Face à cette censure, une fronde commence toutefois à s’organiser dans l’audiovisuel public. Dans une lettre adressée à leur directeur, le 24 février, des journalistes de la radio nationale ont dénoncé « le traitement exceptionnel dérogatoire imposé par la hiérarchie au profit du président et restrictif quand il s’agit de l’opposition », en rappelant que le silence des médias d’Etat après les manifestations du 22 février « n’est que l’illustration de l’enfer de l’exercice au quotidien de [leur] métier ».
Deux jours plus tard, des dizaines de journalistes ont participé à un sit-in devant les sièges de la télévision et la radio nationale à Alger, pour protester contre les pressions dont ils font l’objet. Le lendemain, ils étaient une centaine sur la place de la Liberté-de-la-Presse pour réclamer leurs droits à « informer et non désinformer ». Une dizaine ont été arrêtés, dont la correspondante de RFI en Algérie, avant d’être relâchés dans la journée.
« Le verrouillage des médias publics a toujours existé, mais ces manifestations de journalistes sont sans précédent dans l’histoire de l’Algérie », souligne M. Drareni. A en croire M. Khayati, de RSF, « il en ressortira sans doute des acquis en matière d’indépendance éditoriale », comme le laisse penser « l’absence de vague de licenciements en représailles » à ce jour.
Les médias privés, souvent propriétés d’hommes d’affaires proches du régime, ne sont pas pour autant épargnés, d’autant qu’une part importante de leurs revenus provient de la publicité étatique. Depuis mardi 5 mars, les quotidiens Echorouk et El Bilad sont ainsi privés de ces annonces, après avoir rendu compte des manifestations dans leurs pages.

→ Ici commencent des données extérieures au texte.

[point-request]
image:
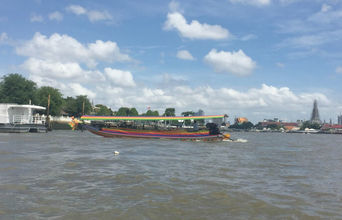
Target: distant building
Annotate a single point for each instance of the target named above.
(199, 113)
(240, 120)
(315, 115)
(339, 119)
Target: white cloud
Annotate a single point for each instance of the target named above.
(194, 30)
(76, 9)
(57, 16)
(3, 37)
(98, 16)
(266, 100)
(174, 6)
(325, 8)
(107, 51)
(339, 69)
(36, 18)
(281, 65)
(52, 68)
(249, 37)
(78, 89)
(93, 15)
(120, 77)
(253, 2)
(237, 63)
(185, 55)
(63, 48)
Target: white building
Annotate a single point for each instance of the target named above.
(21, 118)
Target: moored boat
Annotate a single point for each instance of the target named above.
(16, 118)
(209, 133)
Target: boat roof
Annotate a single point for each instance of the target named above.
(147, 118)
(12, 105)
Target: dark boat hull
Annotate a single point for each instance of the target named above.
(155, 134)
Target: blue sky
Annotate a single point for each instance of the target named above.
(258, 59)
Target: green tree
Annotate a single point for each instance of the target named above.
(69, 106)
(188, 113)
(56, 100)
(133, 112)
(14, 88)
(102, 110)
(151, 113)
(123, 111)
(79, 105)
(74, 106)
(309, 124)
(274, 126)
(169, 112)
(247, 125)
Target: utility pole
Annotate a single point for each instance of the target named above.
(83, 107)
(48, 114)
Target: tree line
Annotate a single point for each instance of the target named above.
(14, 88)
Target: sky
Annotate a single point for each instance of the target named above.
(258, 59)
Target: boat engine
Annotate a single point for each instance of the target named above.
(213, 128)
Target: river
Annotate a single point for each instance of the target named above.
(75, 175)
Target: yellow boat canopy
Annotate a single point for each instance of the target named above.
(147, 118)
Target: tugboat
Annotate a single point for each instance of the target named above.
(15, 118)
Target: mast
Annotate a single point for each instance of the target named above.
(48, 114)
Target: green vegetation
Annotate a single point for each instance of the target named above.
(102, 110)
(169, 112)
(245, 125)
(308, 124)
(56, 99)
(16, 89)
(151, 113)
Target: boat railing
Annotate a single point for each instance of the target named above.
(26, 119)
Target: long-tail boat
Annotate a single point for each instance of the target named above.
(139, 127)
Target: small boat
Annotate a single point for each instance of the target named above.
(15, 118)
(137, 128)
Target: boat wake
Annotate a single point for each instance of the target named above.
(239, 140)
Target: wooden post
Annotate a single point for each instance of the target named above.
(48, 125)
(83, 107)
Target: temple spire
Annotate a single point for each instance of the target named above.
(315, 115)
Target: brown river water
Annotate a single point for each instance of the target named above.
(75, 175)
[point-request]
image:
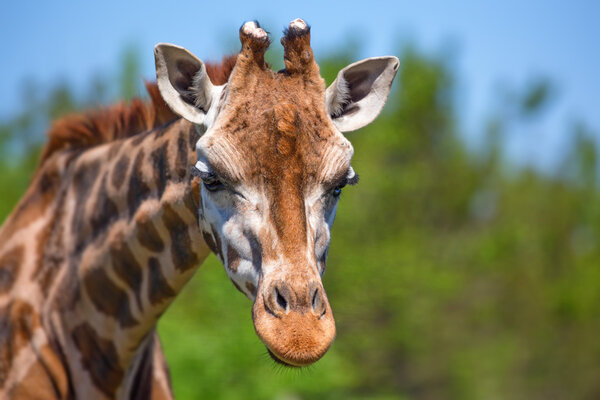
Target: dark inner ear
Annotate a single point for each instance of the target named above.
(360, 80)
(184, 79)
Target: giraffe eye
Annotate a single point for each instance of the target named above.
(337, 191)
(212, 184)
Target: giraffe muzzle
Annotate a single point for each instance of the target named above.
(295, 322)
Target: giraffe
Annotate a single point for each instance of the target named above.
(127, 201)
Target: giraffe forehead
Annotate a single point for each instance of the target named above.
(274, 138)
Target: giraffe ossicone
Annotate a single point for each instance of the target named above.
(236, 159)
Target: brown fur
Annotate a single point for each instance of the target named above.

Ayant perdu confiance dans les médias publics, nombre d’Algériens, et notamment la jeunesse, se tournent alors vers les réseaux sociaux pour suivre les événements de ces derniers jours, mais aussi vers « une presse en ligne de qualité qui est en train d’émerger », observe M. Khayati.
A l’occasion de la révision de 2016, Abdelaziz Bouteflika avait fait inscrire le principe de la liberté de la presse dans la Constitution. En 2013, il a décrété le 22 octobre Journée nationale de la presse en Algérie. Le pays se classe à la 136e place sur 180 dans le classement mondial de RSF sur la liberté de la presse.